What the fuck was I thinking this morning? I jumped outta bed at 4:59 A.M. to go to the GYM before work.
Seriously, I thought I would be like, the only person at the gym this morning because it was really, really early and who else but me is an evil genius to be at the gym before any else? I'll tell you who: OLD PEOPLE. And they were all in my way.
Clearly the patience motherhood was supposed to gift me hasn't come into fruition yet because I had visions of pushing old people out of the way, down stairs and what not as I tried to make my way upstairs to the cardio equipment so I could get this damn workout over and done with before I got lazy and decided to go McDonald's and get an egg mcmuffin instead. It was a close call.
Anyways. I chugged my way dutifully through an hour of cardio and only thought I was going to die or throw up three times. Yay me! It's been a few weeks since I exercised but it felt like a few months.

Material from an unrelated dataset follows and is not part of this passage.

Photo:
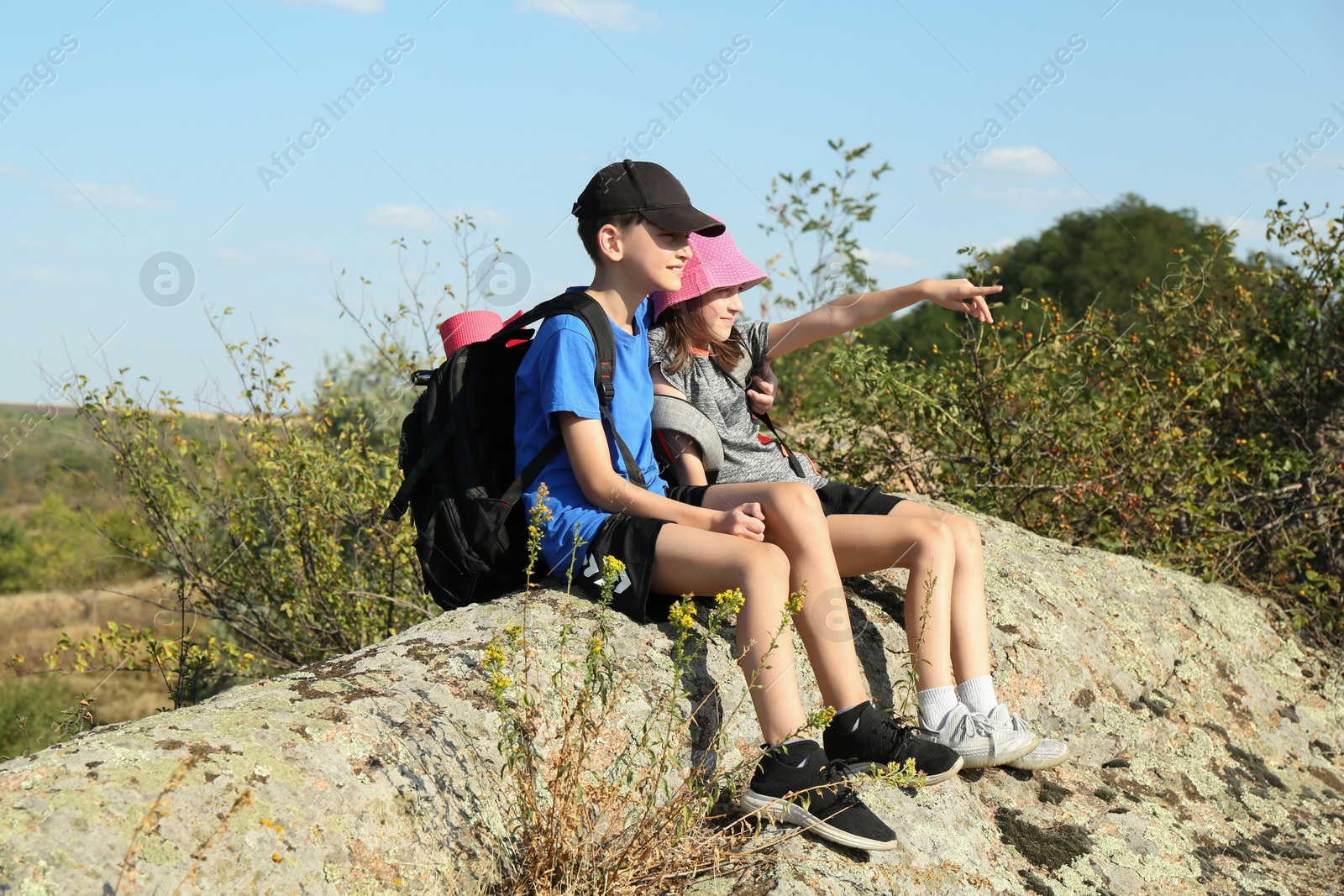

All that sitting on my ass and enjoying candy and pizza really didn't help me as much as I thought it would. But it sure was delicious. And relaxing. And now some of my clothes don't fit.
How does that happen so fast? I was going to the damn gym for 2 months, 3-4 times a week and eating pretty good; no weight lost. I wasn't trying to lose weight, just tone up but I'm not gonna lie, a few vanity pounds dropped would've been super nice and confidence boosting. I stop going to the gym and eat bad, well not bad, just not as well as I had been eating and I gain weight.
Back to the grind and back to normal work out times. Like 4pm when all the senior citizens are at Long John Silvers for dinner.